Conventional wisdom holds that if the vice presidency matters at all, it matters only in its gestation period: the campaign. And vice-presidential selection has traditionally been attuned to that. Whether a sop to factions that lost the race for the top spot or an attempt to balance the qualities of the presidential nominee, the vice-presidential choice has generally had more to do with winning than with governing.
That was certainly the case with Agnew. Nixon initially chose him in 1968 because, as a moderate governor from a border state, he had both supported the civil-rights movement and made several tough-on-crime speeches. After the election, however, Nixon lost interest. He was eager to dump Agnew from the ticket when he ran for reelection in 1972, but he couldn’t. By then the vice president, with his attacks on the press and the political elites, had become a darling of a different faction: conservatives.
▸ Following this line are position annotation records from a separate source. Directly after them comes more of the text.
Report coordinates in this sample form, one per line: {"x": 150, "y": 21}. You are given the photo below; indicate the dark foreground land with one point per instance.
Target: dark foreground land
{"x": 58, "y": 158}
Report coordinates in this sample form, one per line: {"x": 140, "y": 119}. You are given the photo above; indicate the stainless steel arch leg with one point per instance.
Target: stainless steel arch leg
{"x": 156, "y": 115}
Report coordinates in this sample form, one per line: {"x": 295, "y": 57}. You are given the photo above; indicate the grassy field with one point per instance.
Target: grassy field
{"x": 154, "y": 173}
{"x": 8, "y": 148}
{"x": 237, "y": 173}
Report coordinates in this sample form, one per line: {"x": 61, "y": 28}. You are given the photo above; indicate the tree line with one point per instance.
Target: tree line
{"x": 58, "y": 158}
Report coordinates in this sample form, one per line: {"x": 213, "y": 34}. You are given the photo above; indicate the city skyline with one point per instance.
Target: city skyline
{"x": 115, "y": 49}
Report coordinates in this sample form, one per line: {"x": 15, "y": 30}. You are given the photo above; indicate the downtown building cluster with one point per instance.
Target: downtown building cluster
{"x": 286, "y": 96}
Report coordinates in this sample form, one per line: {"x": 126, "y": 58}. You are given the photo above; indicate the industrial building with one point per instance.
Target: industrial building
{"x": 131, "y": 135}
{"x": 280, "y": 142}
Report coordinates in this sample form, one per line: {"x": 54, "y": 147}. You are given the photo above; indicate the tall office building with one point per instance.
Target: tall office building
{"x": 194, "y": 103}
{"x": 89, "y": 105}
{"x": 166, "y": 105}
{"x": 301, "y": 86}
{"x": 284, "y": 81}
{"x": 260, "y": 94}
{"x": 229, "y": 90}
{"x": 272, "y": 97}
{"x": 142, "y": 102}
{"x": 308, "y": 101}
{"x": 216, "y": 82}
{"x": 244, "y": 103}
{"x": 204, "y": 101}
Had Nixon retained the right’s support during his first term, this wouldn’t have been a problem. But his decision to open relations with Communist China, in addition to his support for a raft of liberal social and economic policies on the domestic front, soured his relationship with conservatives. By 1972, they were in open revolt, even running a protest candidate in the primaries, Ohio Representative John Ashbrook. Nixon needed Agnew—not to govern, but to campaign. So Agnew stayed.
Nixon’s desire to dump Agnew stemmed from his belief that Agnew was too ineffectual for the office he held. The irony is that, thanks to Nixon, the responsibilities of the vice presidency had grown considerably by the time Agnew entered the office. Constitutionally, the vice president’s role was legislative, not executive. To the extent that vice presidents did anything in the pre-World War II era, it happened over in the Congress, where the vice president served as the president of the Senate, casting tie-breaking votes and certifying electoral-college counts.
As presidents gained more control over running-mate selection, a transition that began with Franklin Roosevelt in 1940, the office began to transform. The personal selection of a running mate enabled presidents to view their next-in-line as a team member. This was first fully realized during the Eisenhower-Nixon years. As vice president, Nixon abandoned the Senate and took up a number of executive functions, serving on commissions, liaising with Congress, and acting as an administration surrogate at home and abroad.
It was this new executive vice presidency that Agnew was supposed to fill. But while Nixon was happy with the electoral work Agnew did—1968 was a squeaker of a race, and Nixon believed Agnew had helped him win it—when it came to governing, he was deeply disappointed in his vice president.
Take Agnew’s foreign travels, modeled after Nixon’s own extensive globetrotting as vice president. A 1971 trip to Africa turned into a debacle for Agnew. In an Oval Office conversation with Nixon, John Ehrlichman, and H.R. Haldeman, in which the three discussed how to dump Agnew from the 1972 ticket, the Africa trip loomed large. Agnew’s constant golfing was a particular point of contention. “You’ve got to make it appear that the trip’s for work. Not over there on a goddamn vacation,” Nixon fumed.